[antlr-interest] Parsing RTF to Braille

Daniel Warner dwarner at uni-paderborn.de
Tue Jun 26 06:32:43 PDT 2007


Hi Gerald,

you're right concerning the different and incomplete interpretations of the RTF spec. It seems to me that implementing a PDF->HBS Converter just moves the problem to finding a good parser for RTF->PDF?

Regards,
Daniel.

-----Original Message-----
From: antlr-interest-bounces at antlr.org [mailto:antlr-interest-bounces at antlr.org]On Behalf Of Gerald B. Rosenberg
Sent: Monday, June 25, 2007 9:33 PM
To: antlr-interest at antlr.org
Subject: Re: [antlr-interest] Parsing RTF to Braille


At 11:46 AM 6/25/2007, Daniel Warner wrote:

The RTF specification 1.9 from Microsoft is huge.
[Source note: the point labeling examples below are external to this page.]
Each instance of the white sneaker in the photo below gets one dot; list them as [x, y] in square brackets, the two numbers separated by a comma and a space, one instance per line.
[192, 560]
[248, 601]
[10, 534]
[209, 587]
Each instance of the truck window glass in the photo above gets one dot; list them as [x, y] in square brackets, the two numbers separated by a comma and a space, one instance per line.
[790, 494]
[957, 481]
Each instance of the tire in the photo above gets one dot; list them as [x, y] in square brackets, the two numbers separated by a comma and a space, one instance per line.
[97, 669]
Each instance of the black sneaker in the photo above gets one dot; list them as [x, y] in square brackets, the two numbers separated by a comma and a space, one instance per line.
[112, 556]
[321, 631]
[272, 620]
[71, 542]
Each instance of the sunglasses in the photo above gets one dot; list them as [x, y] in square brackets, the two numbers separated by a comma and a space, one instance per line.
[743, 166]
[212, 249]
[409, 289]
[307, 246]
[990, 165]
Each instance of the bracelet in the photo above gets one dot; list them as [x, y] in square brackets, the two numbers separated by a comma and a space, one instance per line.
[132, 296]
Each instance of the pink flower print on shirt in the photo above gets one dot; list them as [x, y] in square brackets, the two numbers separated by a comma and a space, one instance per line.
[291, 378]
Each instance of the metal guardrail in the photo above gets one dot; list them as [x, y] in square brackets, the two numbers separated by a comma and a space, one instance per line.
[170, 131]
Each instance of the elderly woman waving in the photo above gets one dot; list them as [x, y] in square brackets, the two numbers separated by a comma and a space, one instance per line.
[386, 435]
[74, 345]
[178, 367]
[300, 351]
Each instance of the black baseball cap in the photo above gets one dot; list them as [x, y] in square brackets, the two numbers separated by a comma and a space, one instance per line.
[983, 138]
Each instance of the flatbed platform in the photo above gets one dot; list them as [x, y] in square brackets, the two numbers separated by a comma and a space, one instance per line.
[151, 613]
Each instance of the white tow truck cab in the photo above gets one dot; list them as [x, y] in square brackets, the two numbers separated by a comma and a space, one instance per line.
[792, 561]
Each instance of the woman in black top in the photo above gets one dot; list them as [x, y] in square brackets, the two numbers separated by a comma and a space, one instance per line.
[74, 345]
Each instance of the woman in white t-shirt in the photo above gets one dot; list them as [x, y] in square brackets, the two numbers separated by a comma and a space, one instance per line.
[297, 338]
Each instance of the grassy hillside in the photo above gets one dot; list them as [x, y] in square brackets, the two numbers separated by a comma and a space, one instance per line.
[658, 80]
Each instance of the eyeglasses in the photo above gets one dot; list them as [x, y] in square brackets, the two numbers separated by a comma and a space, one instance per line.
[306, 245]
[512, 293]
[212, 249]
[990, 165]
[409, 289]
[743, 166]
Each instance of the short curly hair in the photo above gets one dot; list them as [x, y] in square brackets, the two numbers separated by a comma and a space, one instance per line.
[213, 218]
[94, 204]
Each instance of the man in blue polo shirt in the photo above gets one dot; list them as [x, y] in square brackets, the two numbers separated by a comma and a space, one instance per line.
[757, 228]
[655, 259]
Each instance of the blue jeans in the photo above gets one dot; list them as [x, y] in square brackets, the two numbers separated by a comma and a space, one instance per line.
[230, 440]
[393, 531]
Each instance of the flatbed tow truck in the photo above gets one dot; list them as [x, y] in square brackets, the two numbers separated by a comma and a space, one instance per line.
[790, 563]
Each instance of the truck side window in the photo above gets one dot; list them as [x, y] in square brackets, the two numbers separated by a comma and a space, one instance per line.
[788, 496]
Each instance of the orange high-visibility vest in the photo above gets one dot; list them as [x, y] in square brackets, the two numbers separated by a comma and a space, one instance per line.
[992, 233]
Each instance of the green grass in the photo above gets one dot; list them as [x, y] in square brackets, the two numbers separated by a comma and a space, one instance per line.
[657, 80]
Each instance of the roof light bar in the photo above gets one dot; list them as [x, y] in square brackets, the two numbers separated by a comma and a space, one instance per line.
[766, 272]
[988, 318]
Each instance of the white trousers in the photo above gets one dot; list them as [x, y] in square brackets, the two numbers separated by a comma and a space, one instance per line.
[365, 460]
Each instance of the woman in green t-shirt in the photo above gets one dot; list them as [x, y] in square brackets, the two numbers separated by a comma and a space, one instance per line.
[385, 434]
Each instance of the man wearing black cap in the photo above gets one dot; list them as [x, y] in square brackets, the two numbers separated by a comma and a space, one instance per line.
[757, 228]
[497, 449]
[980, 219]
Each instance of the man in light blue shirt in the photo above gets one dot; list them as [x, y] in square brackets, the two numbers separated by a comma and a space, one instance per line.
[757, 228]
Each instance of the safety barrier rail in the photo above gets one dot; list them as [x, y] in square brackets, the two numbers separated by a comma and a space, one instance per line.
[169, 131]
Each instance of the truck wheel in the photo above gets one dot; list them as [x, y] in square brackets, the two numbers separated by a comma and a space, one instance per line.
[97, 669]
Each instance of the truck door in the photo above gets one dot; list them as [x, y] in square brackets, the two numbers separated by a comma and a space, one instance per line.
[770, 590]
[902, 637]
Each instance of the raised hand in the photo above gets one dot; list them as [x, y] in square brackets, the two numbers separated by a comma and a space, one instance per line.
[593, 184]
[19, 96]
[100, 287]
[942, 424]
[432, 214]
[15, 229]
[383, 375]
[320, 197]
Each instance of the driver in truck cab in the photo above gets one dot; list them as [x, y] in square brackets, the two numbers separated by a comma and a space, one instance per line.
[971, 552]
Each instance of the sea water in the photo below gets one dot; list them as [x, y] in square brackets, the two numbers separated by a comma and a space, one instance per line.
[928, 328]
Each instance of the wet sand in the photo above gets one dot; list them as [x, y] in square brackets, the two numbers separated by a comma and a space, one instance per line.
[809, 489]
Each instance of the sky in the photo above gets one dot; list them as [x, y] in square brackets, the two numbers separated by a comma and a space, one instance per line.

What approach would you suggest in parsing RTF with ANTLR to the mentioned text-based representation of braille (HBS)?

1) Use actions in the grammar rules?
2) Create an AST from the RTF input and a tree grammar for the AST that outputs HBS?
3) Use templates?
4) Other suggestions?

I would strongly suggest implementing a PDF to HBS converter if only to avoid the many different/incomplete interpretations of the RTF spec.  The PDF spec is substantially smaller and far more uniformly implemented.  Conversion from RTF, and many other document formats, to PDF can be automated with little difficulty.  

In both RTF and PDF, top down left right orientation is common, but not required.  Therefore, you can encounter "out of order" text even on simple pages.  So, actions for direct output are not likely to be useful.  If there is a need to handle footnotes, tables, and columns, AST is the only way to go.  You will likely need multiple tree walkers to distinguish different text blocks and reorganize the AST content into a reasonably consistent form.  Output then should be fairly linear, so templates should not be necessary.

HTHs,
Gerald 
----
Gerald B. Rosenberg, Esq.
NewTechLaw
260 Sheridan Ave., Suite 208
Palo Alto, CA  94306-2009

650.325.2100  (office)  /  650.703.1724  (cell)
650.325.2107  (facsimile)

www.newtechlaw.com


CONFIDENTIALITY NOTICE:  This email message (including any attachments) is being sent by an attorney, is for the sole use of the intended recipient, and may contain confidential and privileged information.  Any unauthorized review, use, disclosure or distribution is prohibited.  If you are not the intended recipient, please contact the sender immediately by reply email and delete all copies of this message and any attachments without retaining a copy.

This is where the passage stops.